As a specialist Chardonnay winery focussing on site-specific wines bearing individual characteristics, the unique features of each year's vintage is of the utmost importance. The vintage adds a fingerprint to a wine, giving it that mark of true distinction.
The site of the vineyard is there, fixed and permanent. The wine-making methodology remains much the same. But the annual cycle which the vine undergoes in its specific natural environment is never, ever the same. On the day which a bunch of grapes is picked, that fruit reflects the varying temperatures, the wind, air pressures, the rain and the frost of the previous 365 days. It is thus obvious that every year will see different flavours, chemical structures and aroma compounds that will never be repeated.
Like site and terroir, vintage makes wine unique.

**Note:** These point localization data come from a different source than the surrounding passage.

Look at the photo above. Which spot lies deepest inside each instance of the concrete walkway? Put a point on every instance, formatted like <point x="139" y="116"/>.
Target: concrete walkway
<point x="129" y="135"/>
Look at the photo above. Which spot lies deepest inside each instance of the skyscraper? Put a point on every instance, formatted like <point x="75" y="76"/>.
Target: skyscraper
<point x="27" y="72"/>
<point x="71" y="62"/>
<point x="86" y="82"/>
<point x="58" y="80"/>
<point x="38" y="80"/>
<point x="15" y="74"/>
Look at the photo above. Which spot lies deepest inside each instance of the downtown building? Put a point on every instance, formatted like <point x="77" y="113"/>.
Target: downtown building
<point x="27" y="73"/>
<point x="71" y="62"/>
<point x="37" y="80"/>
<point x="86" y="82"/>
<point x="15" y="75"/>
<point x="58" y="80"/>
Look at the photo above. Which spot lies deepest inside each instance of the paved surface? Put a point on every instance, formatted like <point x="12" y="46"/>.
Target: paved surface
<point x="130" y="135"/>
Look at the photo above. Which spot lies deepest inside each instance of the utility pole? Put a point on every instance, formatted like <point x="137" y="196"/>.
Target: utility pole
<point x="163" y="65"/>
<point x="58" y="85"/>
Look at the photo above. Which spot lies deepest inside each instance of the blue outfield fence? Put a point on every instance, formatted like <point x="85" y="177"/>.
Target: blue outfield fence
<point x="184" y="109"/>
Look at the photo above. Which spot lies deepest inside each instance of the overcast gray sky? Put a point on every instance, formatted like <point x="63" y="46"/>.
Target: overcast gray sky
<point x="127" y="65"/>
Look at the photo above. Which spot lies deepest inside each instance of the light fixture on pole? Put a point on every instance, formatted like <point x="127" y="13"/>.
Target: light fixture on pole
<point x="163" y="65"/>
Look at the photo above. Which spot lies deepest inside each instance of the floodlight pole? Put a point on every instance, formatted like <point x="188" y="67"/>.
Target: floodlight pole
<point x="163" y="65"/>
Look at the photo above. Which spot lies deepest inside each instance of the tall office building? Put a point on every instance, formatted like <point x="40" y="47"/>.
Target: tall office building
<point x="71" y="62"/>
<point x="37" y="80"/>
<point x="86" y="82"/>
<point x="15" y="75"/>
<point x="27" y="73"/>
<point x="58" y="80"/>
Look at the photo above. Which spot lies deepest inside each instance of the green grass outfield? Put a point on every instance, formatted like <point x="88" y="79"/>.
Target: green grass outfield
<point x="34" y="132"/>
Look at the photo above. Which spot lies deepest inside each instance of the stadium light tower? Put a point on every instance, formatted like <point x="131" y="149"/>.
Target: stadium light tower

In recent years, De Wetshof has identified 2009 as the Vintage of The Millennium thus far. These wines are now eight years old and vindicate the excitement we had when the first bunches of fruit hit the cellar in that year. You take one look at the bins full of Chardonnay, which looks like green caviar in a good year, and you know you are onto something.
Which brings us to this year's vintage. And once again we are bright-eyed and bushy-tailed about 2017. The fruit arrived at the cellar in exceptional health. The pressed juice oozed character, showed balanced pH-levels and a wonderful balance between sugar and acidity. Now that the wines have fermented, we can say this is going to be another fine vintage, possibly as good as 2009.
One of the reasons for this, we believe, was that during the harvest we did not experience vicious heat-waves. Days were generally breezy, and nights cool.
De Wetshof is particularly precise about their daily harvesting schedule. We begin working in the vineyards at around 03:00, and as soon as the mercury reaches 27°C the pickers stop. As it gets warmer, the grape's structure changes. The bunches were therefore allowed to rest during the heat of day, and cool down at night – leaving them revitalised and fresh to be harvested the next morning.
And with 70% of the farm planted to Chardonnay, much of the harvest is compacted into three weeks, ensuring all fruit is picked at optimum ripeness. This allows us to get the best out of the site-specific vineyards – for this time nature gave us a fantastic year, so it is our duty to do it justice.